I remember growing up in the 90s when the VW Polo first burst onto the South African motoring scene. The mother of my best friend at the time upgraded to one – the sedan version, badged the Polo Classic. One thing that struck me about the Polo Classic, even back then – before I was tall enough to reach the pedals – was how it didn’t quite look like other sedans on the road.
It was thoroughly modern; with a high, narrow boot lid that made the rear end seem a bit truncated – like she had managed to reverse squarely into a wall and compress it to half the size it should’ve been.
This “mini-sedan” (for lack of a better phrase) design made a return in recent years from the Indian brands and branches of certain Japanese companies; Maruti Suzuki being one of them. Locally we knew this car as the Suzuki Swift Dzire, however, with the launch of the new, fourth-generation Swift, the new-generation Dzire has become a model in its own right.

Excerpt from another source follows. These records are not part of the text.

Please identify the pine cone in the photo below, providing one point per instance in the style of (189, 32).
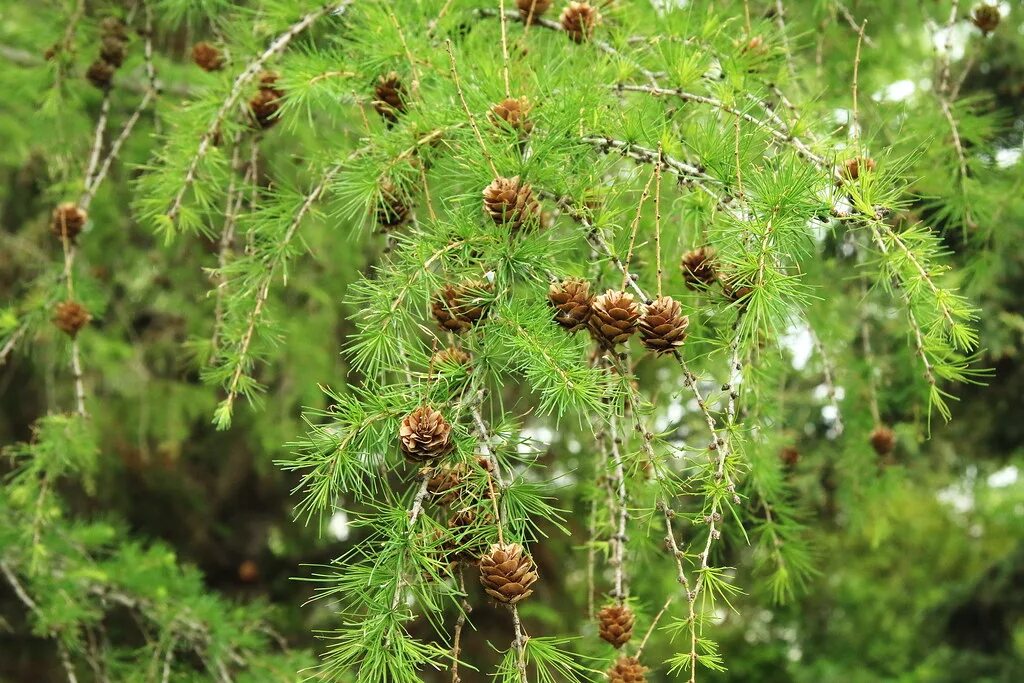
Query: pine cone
(572, 300)
(425, 434)
(529, 10)
(71, 316)
(113, 51)
(663, 327)
(883, 440)
(392, 210)
(986, 17)
(68, 220)
(514, 113)
(389, 96)
(579, 20)
(613, 317)
(628, 670)
(698, 267)
(100, 74)
(511, 203)
(266, 103)
(459, 307)
(507, 572)
(207, 56)
(852, 168)
(615, 624)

What can I expect from the Dzire?
That the Swift and Dzire were developed alongside each other and share the lightweight HEARTECH platform is undeniable. While the family resemblance is there, the Dzire has its own unique look and feel. With it, Suzuki has opted for the more mature approach.
A unique grille, headlights and bonnet lead up to the swoopy A-pillars in body colour (they’re always black on the Swift). Thick chrome trim accents the ovoid grille and underscores the front fog lights on this GL model, which some might find to be a little OTT…
Round the back, the boot lid also features a strong swathe of chrome, although this time its applied far more successfully. In fact, the entire rear end of the Dzire is rather good looking. The combination LED taillamps lend it an especially upmarket feel.
Jump aboard and you’ll once again get a sense of Swift – although the Dzire’s interior treatment again takes a more mature approach. You’ll notice the horizontal air vents atop the dash, and the silver dash trim and silver accents to the instruments. The GL also sports an air vent for the rear-seat passengers.
It’s back here you’ll encounter possibly the most surprising aspect of this mini-sedan … the amount of rear-seat accommodation. It’s surprisingly roomy back there (front-seat occupants won’t complain, either). However, there is a trade-off – the seat backrest is fixed in place, meaning you can’t extend the boot’s 378 l of luggage capacity. Either way, Suzuki has packaged the Dzire well.
Unfortunately, it’s also worth noting here that, because of the rear-end design, the boot aperture is rather narrow (and, like me, you will probably land up bumping your head on the open boot lid…). Practicality takes a bit of a knock, then.
Is it loaded with lots of safety features and other nice toys?
There’s not doubt that the GL model is the one you want. In addition to the ABS, brake assist and electronic brakeforce distribution; dual airbags; front and rear electric window; onboard computer; Isofix child seat mountings and alarm/immobiliser of the GA, the GL also adds a Bluetooth and USB-equipped audio system with steering-wheel controls; electrically operated mirrors; wheel covers; and high-grade upholstery.
What’s it like from behind the wheel?
Fitted with the same 1,2-litre engine as the Swift, which kicks out 61 kW and 113 Nm, the Dzire gets on with similar vigour thanks again to its minimal 890 kg kerb weight. The smooth-shifting five-speed gearbox, lightly weighted pedals and steering, and great all-round visibility make piloting it a doddle.
Surprisingly, the Dzire feels as though it has a marginally firmer suspension setup than the Swift did, though it still rides comfortably.
Suzuki claims the Dzire will sip unleaded at an average rate of just 4,9 l/100 km and, historically speaking, there’s no reason to doubt this claim.
Should I buy one, or look around?
That meagre fuel consumption speaks to the Dzire’s raison d’etre – affordability in a compact sedan package. While Suzuki is adamant the Dzire is seen as a model range in its own right, one cannot ignore the links to the Swift. That is no bad thing, as both cars share some impressive traits – the Dzire, in particular, offers up some back-to-basics small-car motoring for families on a budget.
At R178 900 it undercuts its main rivals. And further, with a five-year/200 000 km mechanical warranty; six-year/unlimited kilometre body corrosion warranty; two-year/30 000 km service plan; and three-year/unlimited kilometre roadside assistance, it fills that brief perfectly.
Much like a certain VW did more than 20 years ago.